There's a brief sound of commotion to find Eric amidst the multitude, and I imagine him beaming as he's brought to the front with back-claps and handshakes like an Oscar winner.
"Has anyone seen Evangeline?" Eric asks, and when it makes my heart flutter, I realise he's never said my full name like that before.
"Not in a while, no." Kitty says, and I resist the urge to roll my eyes, even though I know Pip wouldn't be able to see it.
"Right, come on," Pip says with a grunt, "this concrete's hurting my arse and I think you've been summoned."
He's standing now, illuminated by the inside lights.
"Do we have to?" I pout, but I still take the hand he extends to me, letting him pull me to my feet.
Kitty's the first to spot us, with a saccharine smile through the sliding door, and it's unsettling how easily she paints it on, but my gaze is peeled away from her and her false faces when Pip pulls me into a hug. He locks his long limbs behind my back, and with my head under his chin, I feel safer. Safe.
"Thanks," I whisper.
He chuckles, and it vibrates in his chest, against my cheek. "Thank you. Don't worry about Mum, alright? We'll talk."
I want to tell him that he doesn't have to do that, that he's already been so much kinder than I deserve, but I give in with a deep breath, because we're half in the music and half in the moonlight, and it feels like I'm supposed to.
"Okay."
"You're right, you know," he says softly, "about fitting in here... and I don't think it's a bad thing. Means you're where you're meant to be. However you got here."
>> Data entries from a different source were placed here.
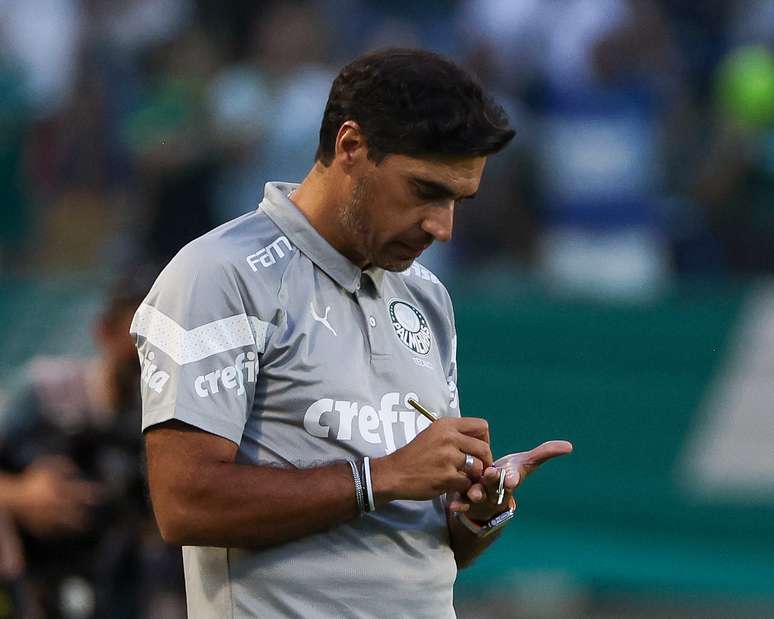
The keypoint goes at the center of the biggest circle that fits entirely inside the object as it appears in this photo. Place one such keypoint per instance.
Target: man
(281, 351)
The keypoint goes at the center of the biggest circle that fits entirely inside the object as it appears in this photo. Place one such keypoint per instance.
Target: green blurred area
(624, 383)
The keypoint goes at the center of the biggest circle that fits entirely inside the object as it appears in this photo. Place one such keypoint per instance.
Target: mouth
(413, 250)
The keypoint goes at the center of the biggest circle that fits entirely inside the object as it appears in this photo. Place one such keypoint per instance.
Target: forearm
(243, 505)
(466, 545)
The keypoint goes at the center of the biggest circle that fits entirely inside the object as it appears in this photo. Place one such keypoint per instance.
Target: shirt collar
(300, 232)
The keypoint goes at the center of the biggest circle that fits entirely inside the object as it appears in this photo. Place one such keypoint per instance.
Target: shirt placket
(372, 310)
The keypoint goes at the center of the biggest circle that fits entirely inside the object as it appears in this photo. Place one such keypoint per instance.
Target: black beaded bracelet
(361, 505)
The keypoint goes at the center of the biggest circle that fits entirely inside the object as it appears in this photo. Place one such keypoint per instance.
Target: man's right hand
(51, 498)
(433, 462)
Stepping back inside feels like passing between dimensions; the glow of the Macklins is this dimension's gleaming sun, except this sun never goes down. No matter what goes on outside the frame, on the inside things stay picture-perfect.
When Eric's eyes land on me, his smile spreads slowly, fading just as slowly when he makes his way to me through the crowd. My eyes are only a little puffy, but he sees it, of course he does.
"Evie?" He says, hushed, and even countless drinks deep, he's a picture of decorum. "Are you alright, my love?"
"Mhm," I nod, "I'm okay, really," and the concern in his steady gaze tells me he wants to ask me more, but there are too many voices, too many eyes, so he sidles behind me, snaking his hands around my waist.
"Come. Come and cut this cake with me."
Waddling four-legged over to the high table forces a giggle out of me, and I let the warm laughter, his and mine, fill my mind. If I empty it of all the worries and rely only on what I see in front of me, on who I feel behind me, everything is as perfect as it seems.
"Are you going to let me go now?" I laugh when he almost trips up on my feet, stood behind me with one hand on the cake-knife, and the other still around me.
"No,"he says, pressing a kiss to my cheek, "I don't think I will."